ADV HEADER
ADV HEADER

MED.E.A. University: intervista a David Vannozzi

David Vannozzi, CEO di MED.E.A. University, è alla guida di un progetto già ben avviato, che punta a ridisegnare il ruolo dell’istruzione nel Mediterraneo. Con un percorso che unisce innovazione, management e formazione, Vannozzi lavora per costruire un ponte tra università, impresa e territorio, con l’obiettivo di formare competenze concrete e globali. In questa intervista racconta la sua visione, le sfide del presente e del futuro, in un contesto sempre più connesso.

MED.E.A. a Malta, quindi in un contesto internazionale molto dinamico, qual è la visione che vi ha portati a raggiungere questo obiettivo?

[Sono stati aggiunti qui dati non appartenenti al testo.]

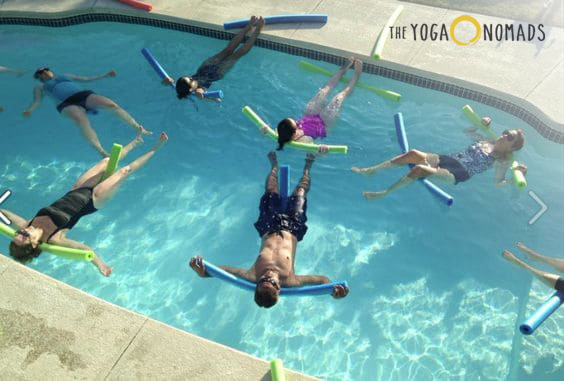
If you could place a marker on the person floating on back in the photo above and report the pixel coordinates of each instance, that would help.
(280, 231)
(90, 193)
(319, 116)
(74, 102)
(551, 280)
(454, 168)
(216, 67)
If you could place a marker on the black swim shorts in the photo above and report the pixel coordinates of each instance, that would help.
(453, 166)
(273, 220)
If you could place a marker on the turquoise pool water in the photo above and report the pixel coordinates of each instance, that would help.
(430, 296)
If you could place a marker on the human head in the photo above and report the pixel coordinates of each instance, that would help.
(510, 141)
(286, 131)
(25, 245)
(43, 74)
(185, 86)
(267, 291)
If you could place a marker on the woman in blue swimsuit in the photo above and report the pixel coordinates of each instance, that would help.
(454, 168)
(214, 68)
(74, 102)
(90, 193)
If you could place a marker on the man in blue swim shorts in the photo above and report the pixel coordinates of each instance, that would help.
(74, 102)
(280, 231)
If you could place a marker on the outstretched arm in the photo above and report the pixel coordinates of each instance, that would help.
(37, 96)
(197, 264)
(16, 220)
(111, 73)
(60, 239)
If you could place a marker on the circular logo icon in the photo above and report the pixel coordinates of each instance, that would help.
(473, 21)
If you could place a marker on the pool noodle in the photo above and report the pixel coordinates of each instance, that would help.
(321, 289)
(163, 74)
(308, 66)
(313, 148)
(547, 308)
(65, 252)
(138, 4)
(519, 180)
(277, 370)
(404, 145)
(114, 161)
(282, 19)
(284, 190)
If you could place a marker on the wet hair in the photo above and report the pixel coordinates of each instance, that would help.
(265, 296)
(24, 253)
(286, 130)
(519, 141)
(183, 87)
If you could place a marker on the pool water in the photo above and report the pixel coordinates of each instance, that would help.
(431, 298)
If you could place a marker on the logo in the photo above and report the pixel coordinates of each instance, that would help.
(473, 21)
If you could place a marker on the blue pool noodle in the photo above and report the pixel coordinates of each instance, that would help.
(548, 307)
(282, 19)
(404, 145)
(163, 74)
(284, 188)
(322, 289)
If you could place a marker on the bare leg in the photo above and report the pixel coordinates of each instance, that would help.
(250, 42)
(329, 114)
(547, 278)
(78, 116)
(303, 186)
(98, 101)
(104, 191)
(411, 157)
(272, 178)
(316, 104)
(557, 264)
(98, 169)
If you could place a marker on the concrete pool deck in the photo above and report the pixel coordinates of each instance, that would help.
(528, 74)
(49, 330)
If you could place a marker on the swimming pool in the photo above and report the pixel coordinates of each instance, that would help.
(430, 297)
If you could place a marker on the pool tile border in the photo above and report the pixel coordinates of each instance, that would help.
(413, 79)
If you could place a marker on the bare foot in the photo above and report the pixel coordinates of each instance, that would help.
(364, 171)
(162, 140)
(272, 159)
(374, 195)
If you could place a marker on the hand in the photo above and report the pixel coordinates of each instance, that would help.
(340, 291)
(197, 264)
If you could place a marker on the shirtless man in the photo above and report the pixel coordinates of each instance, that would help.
(280, 232)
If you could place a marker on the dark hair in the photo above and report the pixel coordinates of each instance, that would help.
(183, 87)
(24, 253)
(286, 130)
(265, 296)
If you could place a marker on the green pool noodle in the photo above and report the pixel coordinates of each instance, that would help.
(65, 252)
(277, 370)
(313, 148)
(383, 36)
(308, 66)
(519, 180)
(114, 161)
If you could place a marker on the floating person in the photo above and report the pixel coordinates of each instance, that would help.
(216, 67)
(319, 116)
(90, 193)
(455, 168)
(280, 231)
(4, 69)
(551, 280)
(75, 102)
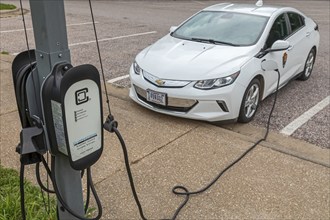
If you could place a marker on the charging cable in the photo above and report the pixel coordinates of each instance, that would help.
(111, 126)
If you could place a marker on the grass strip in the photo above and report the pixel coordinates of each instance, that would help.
(7, 6)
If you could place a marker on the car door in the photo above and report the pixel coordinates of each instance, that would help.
(299, 45)
(279, 31)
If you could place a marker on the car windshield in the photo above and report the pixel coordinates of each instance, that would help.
(219, 27)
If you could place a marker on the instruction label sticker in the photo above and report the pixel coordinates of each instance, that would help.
(59, 126)
(83, 119)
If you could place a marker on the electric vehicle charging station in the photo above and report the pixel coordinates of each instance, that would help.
(60, 107)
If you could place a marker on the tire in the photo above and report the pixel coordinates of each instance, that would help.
(250, 102)
(309, 64)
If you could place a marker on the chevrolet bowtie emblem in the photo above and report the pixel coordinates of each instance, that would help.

MED.E.A. è stata posizionata fin dall’inizio sull’isola di Malta, perché Malta è considerata una piattaforma, un ponte, che unisce l’Europa al continente africano. Si sa che l’Africa è il continente del futuro, che spingerà lo sviluppo dei prossimi 100 anni e il posizionamento su Malta è stato pensato proprio per questo motivo. Inoltre, è un’isola che ha dentro di sé, una forte presenza di filamenti di DNA italiano. Per chi ci viene a vivere, si vede che è casa nostra, per cui è una postazione vicina all’Italia per aprire una finestra sul mondo.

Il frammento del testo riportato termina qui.